A pause, then, with an awkward grimace, “We’re just worried, is all.”

            She crouched a bit to make eye contact with St. Pat.  “Who’s ‘we’ this week?”

            “Two Kagoo Orphans and a monkey.”

            “A monkey?” Jolie asked.  “Wherever did you get a monkey?”

            “I just found him, by the levee.”  His eyes grew wide at his words.  “I wasn’t down there much.  I promise!”

            She put her hands on her hips.  “What I told you about going to the levee?” she asked.  “You know it’s bad juju down there.  All manner of things in the water, not to mention draft-dodgers and Neo-Confederates and what have you!  All I need is you to be taken, and then what will I do for blessings, hmm?”  She took St. Pat by his thin shoulders and pulled him closer.  “We watch out for each other, remember?  That’s our pact, St. Pat.”
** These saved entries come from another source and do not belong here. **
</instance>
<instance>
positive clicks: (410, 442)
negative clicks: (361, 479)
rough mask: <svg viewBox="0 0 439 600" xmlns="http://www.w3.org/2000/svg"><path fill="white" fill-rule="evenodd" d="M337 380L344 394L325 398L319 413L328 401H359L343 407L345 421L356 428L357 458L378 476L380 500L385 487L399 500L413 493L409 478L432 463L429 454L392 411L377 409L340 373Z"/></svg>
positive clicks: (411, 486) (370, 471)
            “I know, Jolie,” he said.  He wrapped his arms around her waist for a hug.  “I’m sorry.”

            “Hmm,” she said, and hugged him back for a long moment.  Then she cleared her throat and pulled away.  “You got food, coupons?  A safe place if nights turn awry?”

            “Caliban’s been letting us stay there, above the bar,” he said.

            She narrowed her eyes.  “I don’t like you staying at Caliban’s,” she said.  “You know you can stay with me.  I have the room.”

            But for some reason, St. Pat refused, the same as he refused for the three years prior.  “I’m peaching, Jolie.  I promise.”

            “Ok, well, I gotta get back.  You take good care, my saintly friend.”  She smiled, ruffled his hair, and walked back to her bar.

            Alcide and St. Pat waited until she was well inside before Alcide spoke.  “She’s too old for you, son.”

            “You don’t know what love is,” St. Pat said.  “I love her!  I’d… I’d die for her!”

            “Worry about living for her instead.”  He tossed St. Pat the book he’d been reading and the boy managed to catch it.

            “A Tale of Two Cities,” he read from the spine.  “What’s this?”

            “Lessons in love,” Alcide said.  He pulled another paperback from his pocket and began reading from a dog-eared page.  “Bring it back when you’re done and then, we’ll see if you’re worthy.”

            “Worthy of what?” St. Pat asked.

            “Worthy of another,” Alcide said.  He didn’t look up from his book until St. Pat turned and ran down the street.  He watched the kid until he was out of his sightline.